As I write this, I am sitting in my apartment in a Costa Rica Seminary, where I study Spanish and volunteer (by doing office work and teaching English). So I view it as a little ironic that I'm writing how my comfort zone impedes me, when I'm thousands of miles from my birthplace and family. Yet even here, if I'm not careful, my comfort zone impedes me.
It started out naturally...In the church we attended, I wanted to stay close to my husband so I just went to his Sunday School class. After church, people would ask us questions and my hubby would normally answer. Then people started asking me if I spoke Spanish. (We had been in Costa Rica for 3 months). That was a wake up call for me. I needed to be a little more independent from my hubby. I needed to move to my own Sunday School class and visit more with people.

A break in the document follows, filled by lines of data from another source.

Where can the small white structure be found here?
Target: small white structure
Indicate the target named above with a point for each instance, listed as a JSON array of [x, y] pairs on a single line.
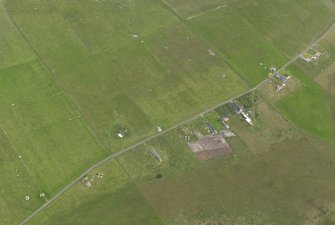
[[211, 52], [247, 118]]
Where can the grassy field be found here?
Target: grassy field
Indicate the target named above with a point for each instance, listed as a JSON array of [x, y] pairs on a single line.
[[110, 198], [73, 72], [128, 83], [327, 79], [239, 43], [314, 110], [189, 9], [13, 50], [286, 182], [289, 25]]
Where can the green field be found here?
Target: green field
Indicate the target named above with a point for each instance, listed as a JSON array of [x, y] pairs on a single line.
[[314, 110], [287, 181], [73, 72], [110, 198], [289, 25]]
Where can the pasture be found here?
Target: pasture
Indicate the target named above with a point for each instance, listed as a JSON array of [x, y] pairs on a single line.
[[289, 25], [309, 107], [73, 72], [255, 184], [112, 197], [158, 75]]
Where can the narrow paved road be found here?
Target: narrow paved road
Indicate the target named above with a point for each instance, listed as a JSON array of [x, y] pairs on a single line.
[[167, 130]]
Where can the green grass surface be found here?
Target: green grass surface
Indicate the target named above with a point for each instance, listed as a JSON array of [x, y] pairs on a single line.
[[16, 184], [327, 79], [35, 116], [289, 25], [309, 107], [193, 8], [327, 47], [128, 84], [274, 188], [239, 43], [288, 181], [110, 199], [72, 72], [12, 50]]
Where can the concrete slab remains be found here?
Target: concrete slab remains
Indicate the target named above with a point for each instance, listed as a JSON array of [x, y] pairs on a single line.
[[210, 147]]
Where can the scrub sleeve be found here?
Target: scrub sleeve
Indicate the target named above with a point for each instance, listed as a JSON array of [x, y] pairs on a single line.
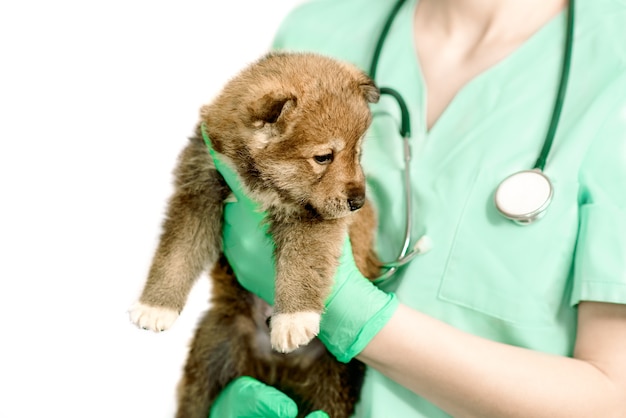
[[518, 285]]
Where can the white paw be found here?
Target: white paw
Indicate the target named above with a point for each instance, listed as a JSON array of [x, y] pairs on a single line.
[[151, 317], [291, 330]]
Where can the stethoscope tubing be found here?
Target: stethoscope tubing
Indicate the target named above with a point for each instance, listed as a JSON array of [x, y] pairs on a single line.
[[405, 131]]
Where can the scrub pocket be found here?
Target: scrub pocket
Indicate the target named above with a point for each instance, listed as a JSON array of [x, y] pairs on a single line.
[[516, 273]]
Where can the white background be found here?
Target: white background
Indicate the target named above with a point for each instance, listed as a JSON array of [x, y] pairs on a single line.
[[96, 100]]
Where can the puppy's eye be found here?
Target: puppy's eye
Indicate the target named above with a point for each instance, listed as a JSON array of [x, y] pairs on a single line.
[[324, 159]]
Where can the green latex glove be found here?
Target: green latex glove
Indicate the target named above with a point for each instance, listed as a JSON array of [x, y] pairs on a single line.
[[246, 397], [346, 326]]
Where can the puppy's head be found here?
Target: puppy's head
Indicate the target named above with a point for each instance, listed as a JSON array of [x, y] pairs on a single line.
[[292, 125]]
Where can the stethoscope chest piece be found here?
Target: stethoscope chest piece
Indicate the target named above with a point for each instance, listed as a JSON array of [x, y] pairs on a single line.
[[524, 196]]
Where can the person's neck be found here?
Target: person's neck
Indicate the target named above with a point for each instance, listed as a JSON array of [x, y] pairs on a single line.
[[484, 21]]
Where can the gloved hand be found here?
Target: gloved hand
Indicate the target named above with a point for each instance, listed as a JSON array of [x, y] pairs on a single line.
[[246, 397], [346, 327]]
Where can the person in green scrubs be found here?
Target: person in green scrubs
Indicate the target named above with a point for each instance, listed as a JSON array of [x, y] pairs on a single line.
[[497, 319]]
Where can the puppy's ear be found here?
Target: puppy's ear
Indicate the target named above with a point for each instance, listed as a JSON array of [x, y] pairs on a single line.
[[271, 109], [369, 89], [268, 117]]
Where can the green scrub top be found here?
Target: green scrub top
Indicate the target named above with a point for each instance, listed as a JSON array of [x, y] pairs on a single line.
[[485, 274]]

The thing is, it's easy to adjust to your situation and soon, my outside of my comfort zone became my new comfort zone. I was taking Spanish classes, teaching English classes, working in the office, participating in a women's water aerobics class, and attending my own Sunday School class separate from my husband's. This became my new normal, my new comfort zone.
I rarely visited my husband's Sunday afternoon volleyball games with a local youth group, because I really don't care for playing volleyball. So when I went to watch earlier this week and I got asked again if I spoke Spanish, I realized that I needed to leave my comfort zone once more. (We had been in Costa Rica for 7 months). In my questioner's defense, there was a lot of new American students, just starting to learn Spanish, present. I maybe had attended one game in the past 7 months, since normally after Sunday School, church, and socializing, I was ready to be introverted, read, and relax alone. I found my Sunday afternoon plans to be very relaxing and very fulfilling, but I wasn't connecting with the gals who watched the games, but didn't participate. I wasn't learning the names of the ones who were outside my window every week to play.
So my comfort zone was impeding me. I wasn't being social or forming friendships. I made a decision earlier this week when I got asked if I spoke Spanish. I would start watching the games with the other girls. I would visit, converse, chat, and listen. I would learn their names and learn about them. I would break out from my comfort zone, until at last, my new activities became my new norm.